Self-discovered limitations: The method heavily relies on the generative priors and world knowledge of the large-scale base FLUX.1 Kontext. Whether it maintains its advantages on smaller base models is unverified. The depth scoring in DEBS assumes "depth overall increases after reflection removal," which might fail when the reflection itself is far from the camera or the scene has a highly complex depth structure (⚠️ this failure mode lacks quantitative analysis in the paper, please refer to the original text for precise details). The SSIM on Nature is slightly lower for our method (0.838~0.840) than for some non-generative methods (such as DSIT at 0.847), implying a minor trade-off in structural similarity for generative outputs.
Direction for improvement: Distilling the model into few-step/one-step sampling to reduce latency; generalizing the equivariance loss to multi-layer superpositions (watermarks, haze, shadows) to form a unified "layer-decoupled" restoration framework; and designing more robust multi-metric scoring for DEBS (depth + edge/semantic consistency).

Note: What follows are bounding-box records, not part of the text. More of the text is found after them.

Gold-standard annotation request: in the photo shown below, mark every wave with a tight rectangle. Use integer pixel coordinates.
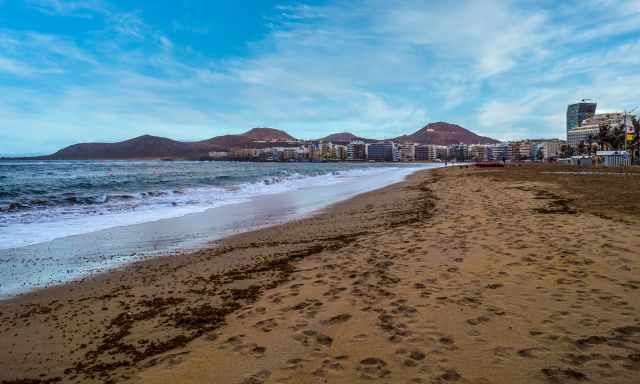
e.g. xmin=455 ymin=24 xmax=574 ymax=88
xmin=0 ymin=166 xmax=430 ymax=249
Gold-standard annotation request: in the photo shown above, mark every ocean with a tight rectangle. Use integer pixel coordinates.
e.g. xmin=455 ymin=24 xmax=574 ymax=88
xmin=0 ymin=161 xmax=435 ymax=297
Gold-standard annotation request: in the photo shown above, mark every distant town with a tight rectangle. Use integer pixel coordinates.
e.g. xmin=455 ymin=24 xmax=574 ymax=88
xmin=205 ymin=100 xmax=639 ymax=165
xmin=7 ymin=99 xmax=640 ymax=166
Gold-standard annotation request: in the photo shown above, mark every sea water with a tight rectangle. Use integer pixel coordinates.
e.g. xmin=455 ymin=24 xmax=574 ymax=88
xmin=0 ymin=161 xmax=435 ymax=298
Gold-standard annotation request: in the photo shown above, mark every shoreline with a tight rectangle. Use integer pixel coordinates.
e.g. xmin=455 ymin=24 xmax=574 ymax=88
xmin=0 ymin=167 xmax=436 ymax=300
xmin=0 ymin=166 xmax=640 ymax=384
xmin=0 ymin=166 xmax=440 ymax=382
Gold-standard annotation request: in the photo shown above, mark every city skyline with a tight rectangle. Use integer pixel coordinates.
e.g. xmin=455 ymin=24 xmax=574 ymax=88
xmin=0 ymin=0 xmax=640 ymax=155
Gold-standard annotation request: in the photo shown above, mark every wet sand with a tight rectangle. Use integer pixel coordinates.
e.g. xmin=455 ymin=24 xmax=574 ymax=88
xmin=0 ymin=166 xmax=640 ymax=384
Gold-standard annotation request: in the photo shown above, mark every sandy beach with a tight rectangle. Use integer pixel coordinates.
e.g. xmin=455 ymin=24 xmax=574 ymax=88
xmin=0 ymin=166 xmax=640 ymax=384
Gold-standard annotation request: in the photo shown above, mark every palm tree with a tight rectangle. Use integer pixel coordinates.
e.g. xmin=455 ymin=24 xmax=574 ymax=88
xmin=598 ymin=122 xmax=609 ymax=149
xmin=587 ymin=134 xmax=593 ymax=156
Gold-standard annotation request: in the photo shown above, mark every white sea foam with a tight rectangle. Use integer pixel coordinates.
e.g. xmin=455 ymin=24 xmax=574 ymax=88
xmin=0 ymin=166 xmax=415 ymax=249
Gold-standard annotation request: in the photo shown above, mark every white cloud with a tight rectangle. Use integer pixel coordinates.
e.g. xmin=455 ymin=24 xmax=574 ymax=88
xmin=0 ymin=0 xmax=640 ymax=152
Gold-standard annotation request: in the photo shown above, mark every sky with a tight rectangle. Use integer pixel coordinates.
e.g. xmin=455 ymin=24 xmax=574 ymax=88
xmin=0 ymin=0 xmax=640 ymax=155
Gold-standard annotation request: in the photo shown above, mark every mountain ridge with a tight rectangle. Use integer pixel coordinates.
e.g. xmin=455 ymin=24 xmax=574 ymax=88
xmin=31 ymin=122 xmax=498 ymax=160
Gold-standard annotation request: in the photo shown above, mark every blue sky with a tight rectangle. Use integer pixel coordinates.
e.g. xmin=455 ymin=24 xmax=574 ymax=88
xmin=0 ymin=0 xmax=640 ymax=154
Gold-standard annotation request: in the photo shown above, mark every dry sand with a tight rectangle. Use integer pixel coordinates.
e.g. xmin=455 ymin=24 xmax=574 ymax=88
xmin=0 ymin=166 xmax=640 ymax=384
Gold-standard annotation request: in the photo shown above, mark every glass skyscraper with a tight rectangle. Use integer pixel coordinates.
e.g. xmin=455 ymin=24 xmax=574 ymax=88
xmin=567 ymin=100 xmax=598 ymax=132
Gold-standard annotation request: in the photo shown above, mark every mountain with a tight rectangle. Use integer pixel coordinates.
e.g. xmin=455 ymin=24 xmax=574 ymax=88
xmin=393 ymin=121 xmax=498 ymax=145
xmin=239 ymin=128 xmax=296 ymax=141
xmin=46 ymin=135 xmax=205 ymax=160
xmin=41 ymin=128 xmax=295 ymax=160
xmin=33 ymin=122 xmax=497 ymax=160
xmin=318 ymin=132 xmax=371 ymax=143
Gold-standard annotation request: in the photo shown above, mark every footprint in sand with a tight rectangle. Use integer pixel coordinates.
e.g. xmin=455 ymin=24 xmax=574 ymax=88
xmin=357 ymin=357 xmax=391 ymax=379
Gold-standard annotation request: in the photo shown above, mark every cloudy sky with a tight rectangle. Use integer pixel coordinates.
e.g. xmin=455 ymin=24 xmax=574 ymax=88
xmin=0 ymin=0 xmax=640 ymax=154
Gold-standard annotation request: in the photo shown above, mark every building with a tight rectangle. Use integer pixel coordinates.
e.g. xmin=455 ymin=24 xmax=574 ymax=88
xmin=209 ymin=151 xmax=229 ymax=159
xmin=396 ymin=143 xmax=416 ymax=161
xmin=414 ymin=144 xmax=437 ymax=161
xmin=469 ymin=144 xmax=492 ymax=162
xmin=347 ymin=140 xmax=367 ymax=160
xmin=567 ymin=112 xmax=625 ymax=148
xmin=435 ymin=145 xmax=451 ymax=161
xmin=536 ymin=139 xmax=567 ymax=160
xmin=567 ymin=99 xmax=597 ymax=134
xmin=596 ymin=151 xmax=631 ymax=167
xmin=367 ymin=142 xmax=393 ymax=161
xmin=491 ymin=143 xmax=512 ymax=161
xmin=333 ymin=144 xmax=347 ymax=160
xmin=447 ymin=143 xmax=471 ymax=161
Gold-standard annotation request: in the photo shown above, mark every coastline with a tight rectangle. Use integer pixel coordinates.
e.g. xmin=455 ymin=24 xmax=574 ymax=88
xmin=0 ymin=166 xmax=436 ymax=299
xmin=0 ymin=167 xmax=640 ymax=384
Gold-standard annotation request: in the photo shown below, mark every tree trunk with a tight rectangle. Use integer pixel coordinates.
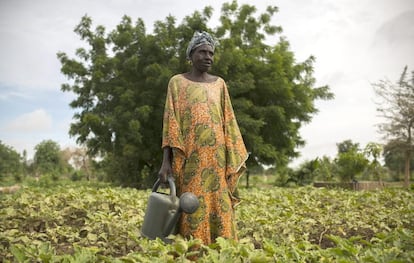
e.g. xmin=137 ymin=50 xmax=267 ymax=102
xmin=404 ymin=150 xmax=411 ymax=188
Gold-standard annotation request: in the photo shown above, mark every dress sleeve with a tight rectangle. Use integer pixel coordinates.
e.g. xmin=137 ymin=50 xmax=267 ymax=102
xmin=162 ymin=77 xmax=184 ymax=155
xmin=223 ymin=81 xmax=249 ymax=197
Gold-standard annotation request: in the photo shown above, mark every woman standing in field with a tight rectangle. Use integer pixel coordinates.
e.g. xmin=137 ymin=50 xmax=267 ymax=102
xmin=159 ymin=32 xmax=248 ymax=244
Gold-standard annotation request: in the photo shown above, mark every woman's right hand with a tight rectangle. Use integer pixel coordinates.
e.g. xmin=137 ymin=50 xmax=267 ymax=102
xmin=158 ymin=162 xmax=172 ymax=184
xmin=158 ymin=146 xmax=172 ymax=184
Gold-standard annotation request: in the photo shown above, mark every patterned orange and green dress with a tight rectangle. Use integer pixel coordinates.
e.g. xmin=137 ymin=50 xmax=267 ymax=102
xmin=162 ymin=74 xmax=248 ymax=244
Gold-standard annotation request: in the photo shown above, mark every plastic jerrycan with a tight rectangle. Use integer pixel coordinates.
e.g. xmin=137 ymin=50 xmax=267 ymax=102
xmin=141 ymin=176 xmax=179 ymax=241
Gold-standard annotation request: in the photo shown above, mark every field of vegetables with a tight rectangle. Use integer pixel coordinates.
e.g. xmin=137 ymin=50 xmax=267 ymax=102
xmin=0 ymin=184 xmax=414 ymax=263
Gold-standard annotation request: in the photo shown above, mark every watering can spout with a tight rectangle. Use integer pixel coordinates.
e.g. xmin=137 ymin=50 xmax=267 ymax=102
xmin=141 ymin=176 xmax=199 ymax=241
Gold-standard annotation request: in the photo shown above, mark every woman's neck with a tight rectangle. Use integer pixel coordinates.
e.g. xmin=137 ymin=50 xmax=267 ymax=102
xmin=184 ymin=70 xmax=217 ymax=82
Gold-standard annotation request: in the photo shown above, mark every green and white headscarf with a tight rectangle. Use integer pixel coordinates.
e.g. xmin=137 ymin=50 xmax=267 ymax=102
xmin=186 ymin=31 xmax=216 ymax=60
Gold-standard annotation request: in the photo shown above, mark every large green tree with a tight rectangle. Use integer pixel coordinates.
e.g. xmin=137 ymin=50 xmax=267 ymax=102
xmin=373 ymin=67 xmax=414 ymax=187
xmin=58 ymin=1 xmax=333 ymax=187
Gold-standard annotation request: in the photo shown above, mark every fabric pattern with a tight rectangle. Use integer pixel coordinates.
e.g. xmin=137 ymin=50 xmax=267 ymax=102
xmin=162 ymin=74 xmax=248 ymax=244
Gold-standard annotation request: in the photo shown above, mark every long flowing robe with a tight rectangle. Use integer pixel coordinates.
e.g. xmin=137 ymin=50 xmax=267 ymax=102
xmin=162 ymin=74 xmax=248 ymax=244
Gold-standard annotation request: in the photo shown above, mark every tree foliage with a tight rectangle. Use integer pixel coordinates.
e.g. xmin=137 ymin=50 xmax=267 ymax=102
xmin=33 ymin=140 xmax=68 ymax=179
xmin=373 ymin=66 xmax=414 ymax=187
xmin=0 ymin=141 xmax=23 ymax=181
xmin=335 ymin=140 xmax=369 ymax=181
xmin=58 ymin=1 xmax=333 ymax=187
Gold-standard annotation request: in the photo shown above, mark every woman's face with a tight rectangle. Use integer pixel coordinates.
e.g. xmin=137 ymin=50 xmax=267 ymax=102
xmin=191 ymin=44 xmax=214 ymax=72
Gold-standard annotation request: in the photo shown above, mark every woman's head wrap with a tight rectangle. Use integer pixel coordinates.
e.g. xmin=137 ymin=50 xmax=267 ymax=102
xmin=186 ymin=31 xmax=216 ymax=60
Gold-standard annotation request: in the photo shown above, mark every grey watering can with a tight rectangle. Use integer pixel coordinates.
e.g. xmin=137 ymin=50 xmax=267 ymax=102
xmin=141 ymin=176 xmax=200 ymax=242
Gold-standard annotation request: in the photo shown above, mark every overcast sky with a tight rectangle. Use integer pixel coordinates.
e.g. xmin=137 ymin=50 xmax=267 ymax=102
xmin=0 ymin=0 xmax=414 ymax=167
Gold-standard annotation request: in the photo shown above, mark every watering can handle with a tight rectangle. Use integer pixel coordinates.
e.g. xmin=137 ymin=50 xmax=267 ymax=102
xmin=152 ymin=175 xmax=176 ymax=197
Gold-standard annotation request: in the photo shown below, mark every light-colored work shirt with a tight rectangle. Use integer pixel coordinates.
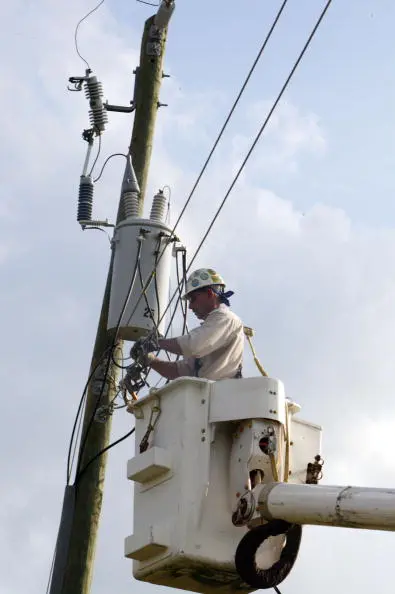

vs Non-generative SOTA (DSIT / RDNet): They use semantic encoders for end-to-end layer separation, but the encoders themselves are not proficient at processing superimposed inputs, and they lack generative priors to complete heavily occluded regions, yielding residual artifacts. GenSIRR uses a large generative model with latent space equivariance alignment, which successfully decouples the layers while synthesizing realistic textures in occluded regions (Figure 6).
vs Generative SIRR (L-DiffER / PromptRR / DAI): The former two are text-guided and trained from scratch on task data, limited by text ambiguity and unable to exploit the world knowledge of large-scale pretraining. DAI uses a one-step diffusion prior + a new dataset, but a one-step prior lacks the generation capacity to repair heavily occluded regions and similarly overlooks the root cause of the "unstructured latent space for superimposed images." This work bypasses language via LTE, solves the latent space structure via re-VAE, and completes occluded areas using multi-step generation, directly addressing their respective shortcomings.
vs General Image Editing Models (InstructPix2Pix / ControlNet / FLUX.1 Kontext / Qwen-Image-edit): They rely on text/structural conditions for general editing, but for high-precision restoration tasks like SIRR, they either lack fidelity or have difficulty accurately describing reflection-removal instructions via text. This work uses these powerful bases as a starting point, filling in the missing pieces for SIRR adaptions (equivariant latent space + task embeddings + depth-guided sampling).

Rating¶

Novelty: ⭐⭐⭐⭐⭐ Highly insightful tripartite design of re-VAE, LTE, and DEBS, redefining reflection removal as "latent space reflection-equivariant alignment".
Experimental Thoroughness: ⭐⭐⭐⭐ Solid evaluation on three benchmarks plus human evaluation, complete with three ablation groups and speed/cost analysis. However, it lacks a quantitative dissection of depth-based DEBS failure modes and base model dependence.
Writing Quality: ⭐⭐⭐⭐⭐ The motivation is progressively introduced, cementing the core argument via Table 1, with clear mapping between the methodology and ablation studies.
Value: ⭐⭐⭐⭐ Demonstrates strong real-world out-of-distribution (OOD) generalization and leaves competitors far behind in success rate. The methodology can be extrapolated to other layer-superposition restoration tasks, though real-time application is currently limited by latency.